Am gleichen Tag fragt sie sich, wer sich um die Angehörigen der zivilen Opfer kümmere. Erst sei die Armee mit dem Befehl gekommen, auf alles, was sich bewegt, zu schießen. Anschließend kamen die NGO, um die Toten wegzuräumen; schließlich die Presse, um über Kollateralschäden zu berichten.

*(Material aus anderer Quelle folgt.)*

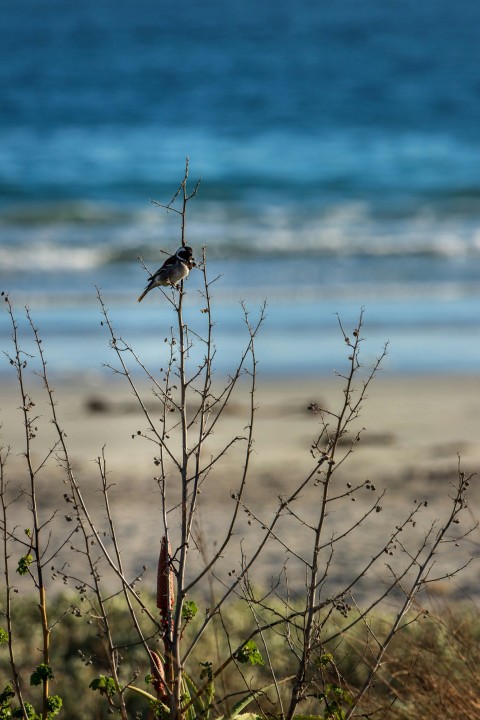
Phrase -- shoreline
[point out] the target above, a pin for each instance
(415, 428)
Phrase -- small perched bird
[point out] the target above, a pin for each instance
(174, 269)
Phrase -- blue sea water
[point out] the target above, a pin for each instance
(338, 147)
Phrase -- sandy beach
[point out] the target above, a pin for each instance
(415, 429)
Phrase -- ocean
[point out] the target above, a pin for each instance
(338, 151)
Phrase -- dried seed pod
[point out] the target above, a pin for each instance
(165, 591)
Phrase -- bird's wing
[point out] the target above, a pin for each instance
(166, 265)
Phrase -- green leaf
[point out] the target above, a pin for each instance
(54, 705)
(249, 653)
(23, 564)
(6, 695)
(41, 674)
(189, 610)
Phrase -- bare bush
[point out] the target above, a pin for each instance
(301, 627)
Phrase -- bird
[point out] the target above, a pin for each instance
(174, 269)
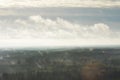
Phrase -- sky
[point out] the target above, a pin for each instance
(31, 23)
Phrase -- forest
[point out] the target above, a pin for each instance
(60, 64)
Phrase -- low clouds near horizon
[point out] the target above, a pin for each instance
(37, 27)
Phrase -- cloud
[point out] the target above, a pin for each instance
(37, 27)
(60, 3)
(39, 31)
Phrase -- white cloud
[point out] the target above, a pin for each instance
(59, 3)
(54, 32)
(39, 27)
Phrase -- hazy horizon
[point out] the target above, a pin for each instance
(35, 23)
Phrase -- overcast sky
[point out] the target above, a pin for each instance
(59, 23)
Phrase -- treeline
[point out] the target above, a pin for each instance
(92, 70)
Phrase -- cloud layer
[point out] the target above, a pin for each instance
(38, 31)
(37, 27)
(59, 3)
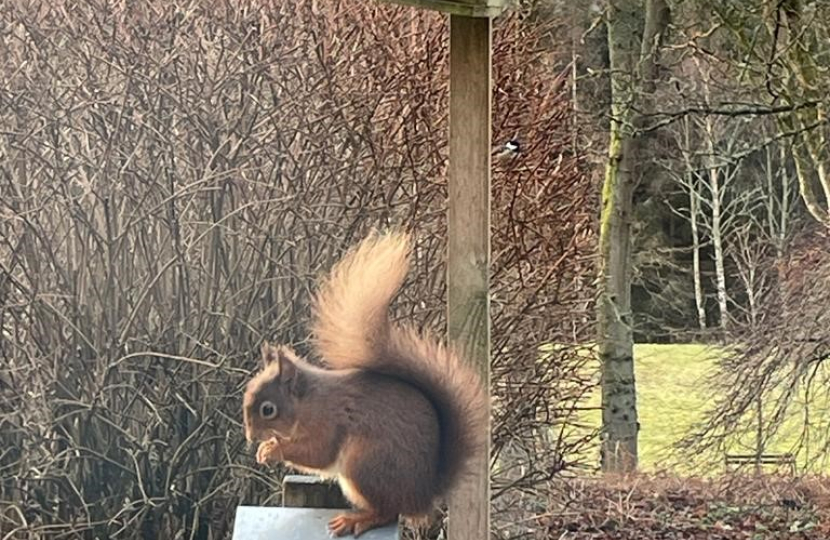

Bei »Where is Raed«, einem Weblog eines jungen Iraki, der bereits lange vor dem Krieg einen Teil der Blogger-Szene des Landes beeinflusste und dessen Tagebuch während des Kriegs in der westlichen Presse große Beachtung fand, gibt es ein Zitat von Samuel P. Huntington: »Der Westen hat nicht wegen einer Überlegenheit seiner Ideen, Werte oder Religionen gewonnen, sondern vielmehr wegen einer Überlegenheit seiner organisierten Gewalt. Oft vergisst der Westen diese Tatsache, die anderen aber nie.«

Den Jahreswechsel verbringt Raed in Amman. Die abenteuerliche Fahrt hin und zurück beschreibt er auf seinem Weblog. Anfang Januar meldet er sich zurück: »Ich hoffe, ihr hattet einen tollen Jahreswechsel, unserer war laut, mit vielen Bangs. Mutter erzählte, es war wie Krieg, wegen der ständigen Explosionen.«

Über durchwachte Nächte findet sich auch auf »Baghdad Burning« ein Beitrag: »Es ist die Angst, die einen nachts wach hält. Es ist, als ob du das Haus verlassen hast und plötzlich glaubst, du hättest vergessen, den Herd oder das Bügeleisen auszuschalten. Nur mit dem Unterschied, das dieses Gefühl anhält, einen Tag, eine Nacht, eine Woche, einen Monat, viele Monate, bis du nicht mehr merkst, dass es nachts aufgehört hat zu existieren.«

http://riverbendblog.blogspot.comhttp://healingiraq.blogspot.comhttp://…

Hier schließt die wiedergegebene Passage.